Pagammo caro per questa ostinazione. Durante il governo Collor la
repressione fu dura, anche con la creazione di un dipartimento  all'interno
della Polizia Federale, specializzato per i senza terra. Più tardi, con la
vittoria del neoliberalismo del governo di Fernando Henrique Cardoso ci fu
il semaforo verde per l'attacco dei latifondisti e delle loro polizie
provinciali contro il movimento. Ci furono nell'arco di poco tempo due
massacri: Corumbiara e Carajás. Durante quegli anni centinaia di lavoratori
rurali pagarono con la loro vita  il sogno di una terra libera.
 
Ma continuammo la lotta.
 
Frenammo il neoliberalismo eleggendo al governo Lula. Avevamo la speranza
che la vittoria elettorale potesse scatenare un nuovo avanzamento del
movimento di massa e che, con esso, la riforma agraria avrebbe avuto più
forza per essere messa in atto.
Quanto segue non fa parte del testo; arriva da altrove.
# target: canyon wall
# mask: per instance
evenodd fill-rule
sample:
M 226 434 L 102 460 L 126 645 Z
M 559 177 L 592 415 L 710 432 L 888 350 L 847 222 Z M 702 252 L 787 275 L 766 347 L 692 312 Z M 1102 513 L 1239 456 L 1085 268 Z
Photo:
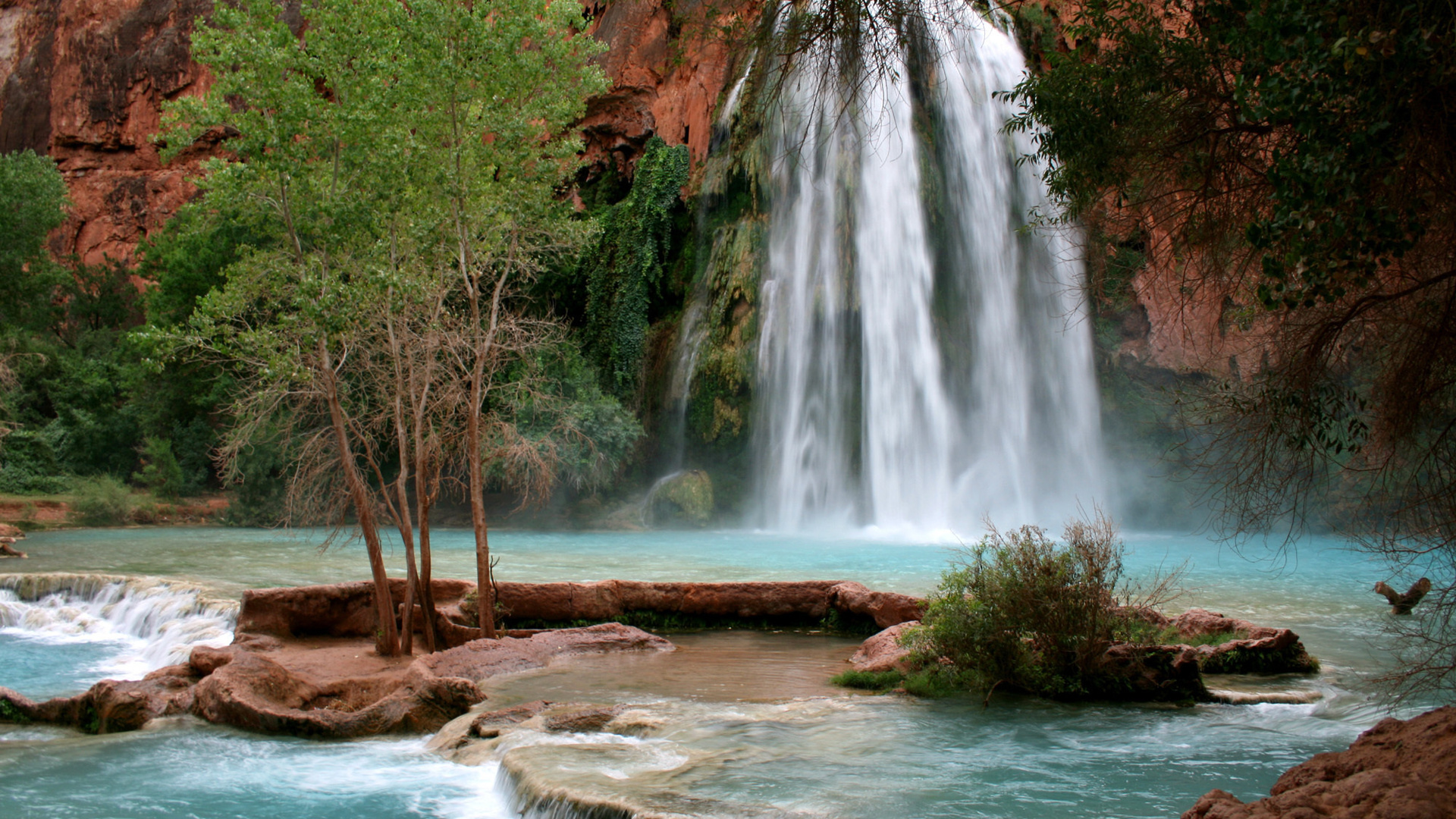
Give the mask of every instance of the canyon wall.
M 290 17 L 297 1 L 285 3 Z M 732 67 L 732 32 L 757 3 L 721 12 L 702 0 L 620 0 L 584 7 L 609 44 L 610 92 L 582 127 L 593 169 L 630 172 L 652 134 L 708 154 L 712 112 Z M 51 239 L 58 256 L 130 262 L 137 243 L 197 195 L 198 163 L 218 140 L 163 163 L 151 137 L 165 101 L 205 93 L 191 35 L 211 0 L 0 0 L 0 153 L 55 159 L 71 216 Z M 703 32 L 683 35 L 681 32 Z
M 297 13 L 296 0 L 285 7 Z M 51 240 L 58 256 L 131 262 L 137 243 L 197 195 L 189 179 L 221 140 L 163 163 L 151 137 L 165 101 L 210 86 L 189 55 L 210 10 L 210 0 L 0 0 L 0 152 L 57 160 L 71 197 L 71 216 Z M 727 10 L 705 0 L 587 0 L 590 31 L 609 45 L 600 63 L 613 87 L 582 118 L 582 178 L 630 173 L 654 134 L 689 146 L 700 165 L 724 89 L 743 71 L 735 42 L 760 10 L 759 0 Z M 1060 29 L 1075 6 L 1050 1 L 1047 12 Z M 1028 45 L 1034 63 L 1066 47 L 1057 31 Z M 1258 367 L 1268 332 L 1258 310 L 1207 283 L 1188 287 L 1175 259 L 1149 252 L 1131 291 L 1104 344 L 1124 366 L 1220 377 Z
Non ci fu riforma durante il governo Lula.
Al contrario, le forze del capitale internazionale e finanziario, attraverso
le proprie multinazionali, aumentarono il controllo sull'agricoltura
brasiliana. Oggi, la maggior parte delle nostre ricchezze, produzione e
distribuzione di prodotti agricoli è sotto il controllo delle
multinazionali. Queste, si sono alleate con i grandi proprietari capitalisti
e hanno prodotto  il modello di sfruttamento dell'agro-business. Molti dei
loro portavoce si affrettarono ad annunciare nelle colonne dei grandi
giornali della borghesia che il MST era finito. Un inganno.
 
L'egemonia del capitale finanziario e delle multinazionali sull'agricoltura,
non è riuscito per fortuna a decretare la fine del MST. Per un solo motivo:
l'agro-business non rappresenta nessuna soluzione ai problemi dei milioni di
poveri che vivono nelle zone rurali. E il MST è l'espressione della volontà
di liberazione di questi poveri.
 
La lotta per la riforma agraria che prima si basava solo sull'occupazione
delle terre del latifondo, adesso si presenta più completa. Dobbiamo lottare
contro il capitale. Contro la dominazione delle multinazionali. E la riforma
agraria ha smesso di essere quella classica: espropriare grandi latifondi e
distribuirli ai poveri contadini. Ora, i cambiamenti nella campagna, per
combattere la povertà, la disuguaglianza e la concentrazione di ricchezza,
dipendono dai cambiamenti non solo della proprietà della terra, ma anche del
modello di produzione. Adesso i nemici sono anche le imprese
internazionalizzate, che dominano i mercati mondiali. Significa anche che i
contadini dipenderanno ancora una volta dalle alleanze con i lavoratori
della città per poter realizzare le proprie conquiste.
 
Fortunatamente, il MST ha acquistato esperienza in questi 25 anni. Saggezza
necessaria per sviluppare nuovi metodi, nuove forme di lotta di massa, che
possano risolvere i problemi del popolo.
 
Nota
(1) Contadini che hanno possesso precario della terra, sopratutto in
Amazzonia, che tuttavia no hanno nessun titolo di proprietà.
 
- João Pedro Stedile è membro del Coordinamento Nazionale del MST y della
Vía Campesina Brasile.
 
(Rivista Caros Amigos, San Paolo, gennaio 2009).